One can enable FP8 for KV cache to reduce memory footprint used by KV cache and improve the accuracy over INT8 KV cache. There are 3 options need to be added to the invocation of `build.py` for that:

- `--enable_fp8` enables FP8 GEMMs in the network.
- `--fp8_kv_cache` to enable FP8 accuracy for KV cache.
- `--quantized_fp8_model_path` to provide path to the quantized model calibrated for FP8. For more details see [quantization docs](../quantization/README.md).

#### AWQ INT4 weight only quantization

One can enable AWQ INT4 weight only quantization with these 3 options when building engine with `build.py`:

- `--use_weight_only` enables weight only GEMMs in the network.
- `--per_group` enable groupwise weight only quantization, for GPT-J example, we support AWQ with the group size default as 128.
- `--weight_only_precision=int4` the precision of weight only quantization.
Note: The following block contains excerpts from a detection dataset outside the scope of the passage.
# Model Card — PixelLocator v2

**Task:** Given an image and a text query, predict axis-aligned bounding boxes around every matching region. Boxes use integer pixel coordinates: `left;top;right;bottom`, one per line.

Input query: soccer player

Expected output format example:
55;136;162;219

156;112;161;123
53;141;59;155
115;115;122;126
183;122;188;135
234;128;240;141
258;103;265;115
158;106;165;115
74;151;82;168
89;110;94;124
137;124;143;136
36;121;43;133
Only int4 is supported for groupwise weight only quantization.

The linear layer in the AWQ int4 weight only quantized weights should have 3 parameters:
1. FP16 smoothed_weights (=weights/pre_quant_scale) with shape [n, k] ;
2. FP16 amax (the max abs values of the smoothed_weights) with shape [n, k/group_size];
3. FP16 pre_quant_scale (the smooth scales used to multiply by activation) with shape [k];

### 3. Run


To run a TensorRT-LLM GPT-J model:

```bash
python3 run.py --max_output_len=50 --engine_dir=gptj_engine
```

## Summarization using the GPT-J model

The following section describes how to run a TensorRT-LLM GPT-J model to summarize the articles from the
[cnn_dailymail](https://huggingface.co/datasets/cnn_dailymail) dataset. For each summary, the script can compute the
[ROUGE](https://en.wikipedia.org/wiki/ROUGE_(metric)) scores and use the `ROUGE-1` score to validate the implementation.
The script can also perform the same summarization using the HF GPT-J model.
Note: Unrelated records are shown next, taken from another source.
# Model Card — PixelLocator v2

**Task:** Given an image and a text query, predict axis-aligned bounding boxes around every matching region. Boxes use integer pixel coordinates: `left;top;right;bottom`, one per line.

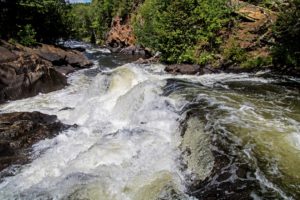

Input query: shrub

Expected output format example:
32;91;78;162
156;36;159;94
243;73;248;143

133;0;230;63
273;0;300;68
18;24;37;46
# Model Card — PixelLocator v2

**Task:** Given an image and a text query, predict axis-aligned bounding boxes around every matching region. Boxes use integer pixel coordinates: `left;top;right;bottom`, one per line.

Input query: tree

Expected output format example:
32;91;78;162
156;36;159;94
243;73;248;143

273;0;300;69
133;0;230;63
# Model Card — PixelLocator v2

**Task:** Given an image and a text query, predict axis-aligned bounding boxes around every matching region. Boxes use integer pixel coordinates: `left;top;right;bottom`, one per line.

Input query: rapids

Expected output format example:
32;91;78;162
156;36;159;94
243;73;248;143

0;41;300;200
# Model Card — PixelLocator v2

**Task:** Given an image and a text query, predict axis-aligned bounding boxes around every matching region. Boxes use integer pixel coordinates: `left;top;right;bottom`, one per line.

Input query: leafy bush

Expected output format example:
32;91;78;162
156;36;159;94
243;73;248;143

133;0;230;63
273;0;300;68
224;43;247;63
18;24;37;46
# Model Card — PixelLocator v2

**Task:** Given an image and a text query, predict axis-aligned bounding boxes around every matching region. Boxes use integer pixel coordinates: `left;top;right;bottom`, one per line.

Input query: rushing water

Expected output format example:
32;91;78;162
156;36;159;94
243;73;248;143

0;41;300;200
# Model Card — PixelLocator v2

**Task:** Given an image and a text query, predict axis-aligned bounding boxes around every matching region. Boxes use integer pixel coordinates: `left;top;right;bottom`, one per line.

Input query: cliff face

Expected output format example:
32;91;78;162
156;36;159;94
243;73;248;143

106;16;136;48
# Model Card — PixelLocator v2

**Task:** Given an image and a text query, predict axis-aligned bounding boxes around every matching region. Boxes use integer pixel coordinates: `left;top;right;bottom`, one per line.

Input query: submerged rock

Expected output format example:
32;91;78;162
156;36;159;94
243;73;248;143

165;64;203;75
0;112;70;173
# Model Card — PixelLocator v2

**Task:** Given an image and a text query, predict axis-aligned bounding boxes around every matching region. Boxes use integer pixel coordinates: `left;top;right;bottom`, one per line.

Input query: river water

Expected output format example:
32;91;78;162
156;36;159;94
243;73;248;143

0;43;300;200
As previously explained, the first step is to build the TensorRT engine as described above using HF weights. You also have to install the requirements:

```bash
pip install -r requirements.txt
```

The summarization can be done using the [`summarize.py`](./summarize.py) script as follows:

```bash
# Run the summarization task.
python3 summarize.py --engine_dir gptj_engine \
                     --model_dir gptj_model \
                     --test_hf \
                     --batch_size 1 \
                     --test_trt_llm \
                     --tensorrt_llm_rouge1_threshold 14 \
                     --data_type fp16 \
                     --check_accuracy

```

## Known issues

- You must enable the LayerNorm plugin to build the engine for GPT-J when using TensorRT 8.6, this constraint is removed in TensorRT 9.0. To enable LayerNorm plugin, you should add `--use_layernorm_plugin <float16 or float32>` in the build.py, see build.py commands example above.